NA > Adrenaline (more potent on beta than NA) > isoprenaline (beta agonist - treatment of asthma with less SE, metabolised very quickly by COMT, only short-term bronchodilator) > salbutamol (like isoprenaline, COMT doesn’t metabolise this, 6-7 hours action).
Describe the effects of adrenaline.
Works mainly on beta adrenoceptors.
Increases BP but baroreceptors reduces it.
Describe the effects of NA.
Works mainly on alpha adrenoceptors.
Greater increase in BP and diastolic BP as contracting arterioles (baroreceptors have no effect).
Describe the effects of isoprenaline.
Works on beta adrenoceptors.
Has no effect on BP.
Describe alpha adrenoceptor antagonists.
Phenoxybenzamine - non-selective alpha antagonist, used for adrenal tumours, pheochromocytoma -> releases NA and adrenaline.

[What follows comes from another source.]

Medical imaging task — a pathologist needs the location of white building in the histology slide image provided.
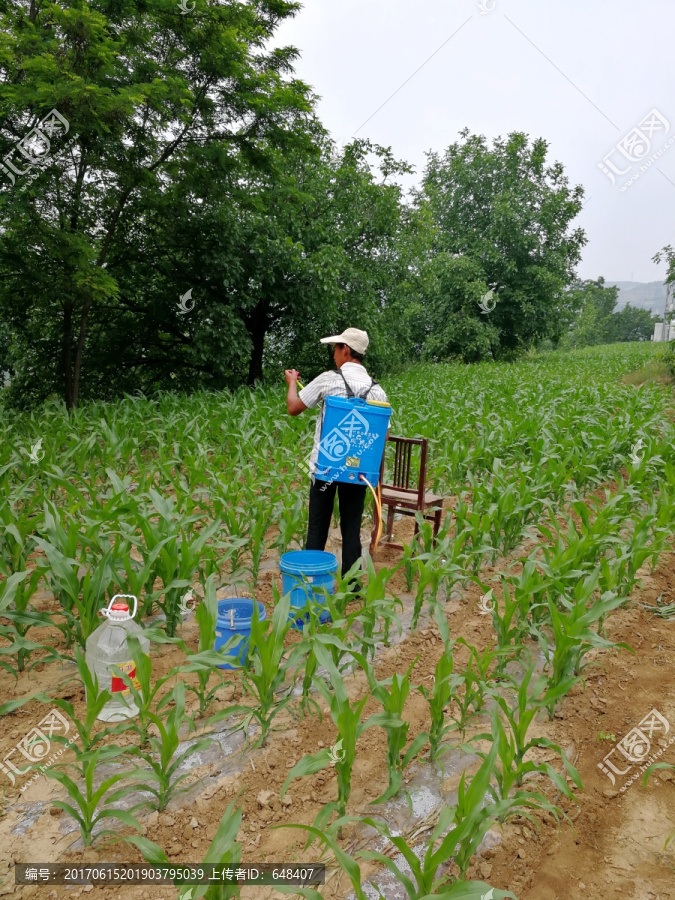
[652,322,675,342]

Prazosin - alpha-1 selective, limited use in hypertension.
Describe beta-antagonists.
Propanolol - beta 1 and 2, variable 1st pass metabolism.
Side effects - asthma -> causes bronchospasm by blocking beta 2 receptors.
Describe the MoA of atenolol.
Beta 1 - mainly heart.
Cardioselective and causes less bronchospasm.
List beta-1 agonists.
Dobutamine, dopamine.
List beta-2 agonists.
Salbutamol, salmeterol (short-acting) and terbutaline (long acting as no metabolism by COMT).